CD-18 makes up the common beta subunits that are part of the LAF-1 family of adhesion molecules. Deficient CD18 leads to a disease called Leukocyte adhesion deficiency.

51
Q

What is the acute phase response?

A

A complex systemic early-defense system activated by trauma, infection, stress, neoplasia, and inflammation.

52
Q

The acute phase response is mediated by what?

A

Acute phase proteins.
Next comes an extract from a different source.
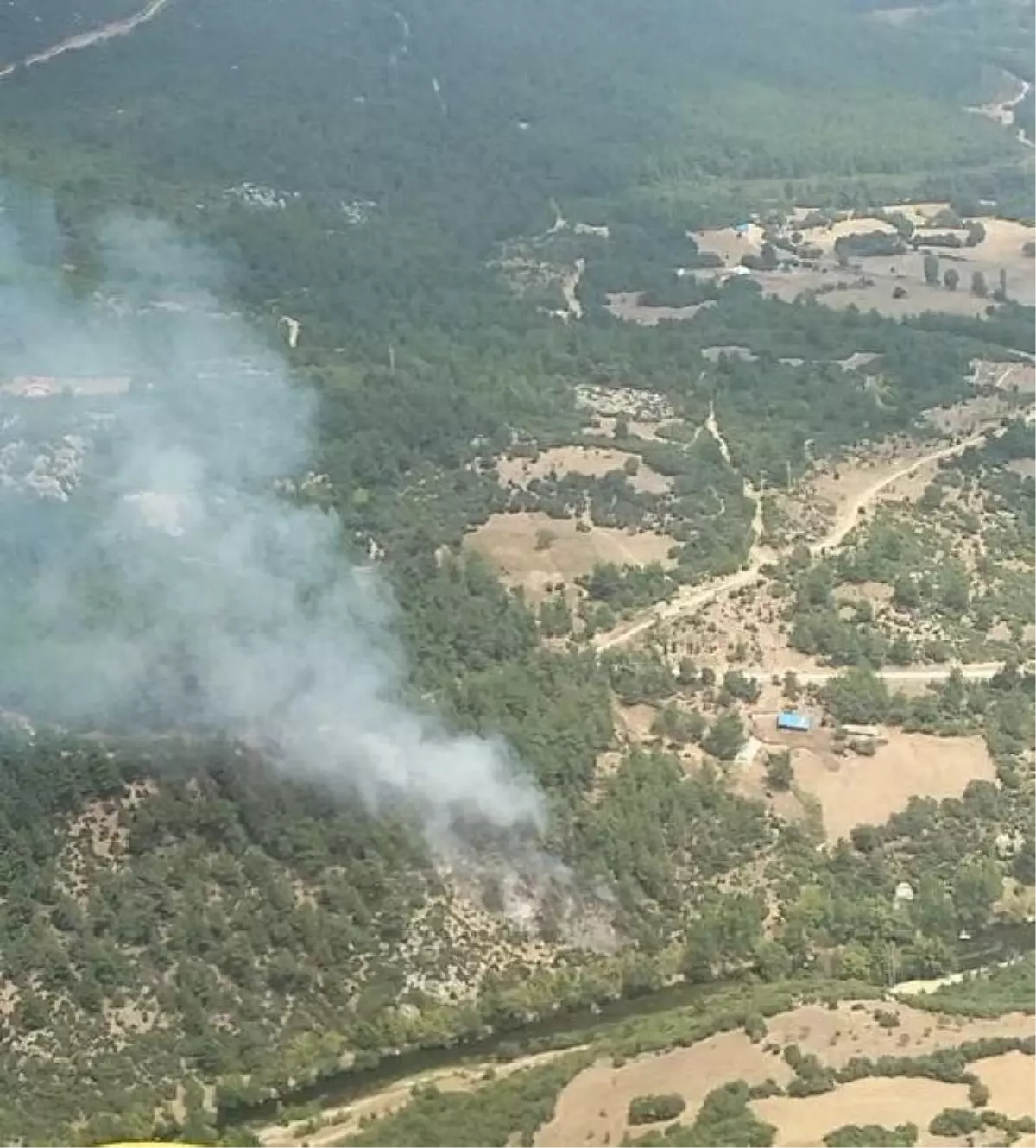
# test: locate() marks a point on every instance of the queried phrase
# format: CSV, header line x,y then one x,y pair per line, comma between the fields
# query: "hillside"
x,y
417,501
Bacteria induce macrophages to produce IL-6. IL-6 acts on hepatocytes to induce synthesis of acute phase proteins.

53
Q

What are the acute phase proteins and what is their role?

A

C-reactive protein - acts as an opsonin and is used to identify patients with active inflammatory processes.
Ferritin - binds and sequesters iron to inhibit microbial growth.
fibrinogen - a coagulation factor (the levels of fibrinogen correlate with the erythrocyte sedimentation rate which is measured as an inflammation indicator).
Albumin - production is down-regulated during acute phase response.
Mannose-binding lectin - binds to bacteria and activates complement.

54
Q

What do virus infected cells produce?

A

alpha and beta Interferon.

55
Q

What do the Interferons do?

A
  1. induce resistance to viral replication in all cells.
  2. increase expression of ligands for receptors on NK cells.
  3. activate NK cells to kill the virus-infected cell.
  4. cause viral dsRNA to activate RNAse L leading to degradation of mRNA and apoptosis.
  5. increases the expression of MHCI molecules on nucleated cells.
56
Q

What do NK cells do?

A
  1. kill virus infected cells with intracellular pathogens and tumors using cytotoxic granules with perforin and granzymes.
  2. kill infected cells and tumors that express stress molecules.
  3. bind to and kill antibody-coated pathogens - this is called antibody dependent cell-mediated cytotoxicity (ADCC).
57
Q

How are NK cells activated?

A

Virus infected cells produce Interferons (INF-a, INF-B) and cytokines (TNF-a and IL-12). These activate NK cells.

58
Q

What is the result of NK cell deficiencies?

A

The person will be susceptible to severe and/or recurrent infection with herpes viruses such as Herpes zoster, Herpes simplex, Epstein-Barr virus and Cytomegalovirus.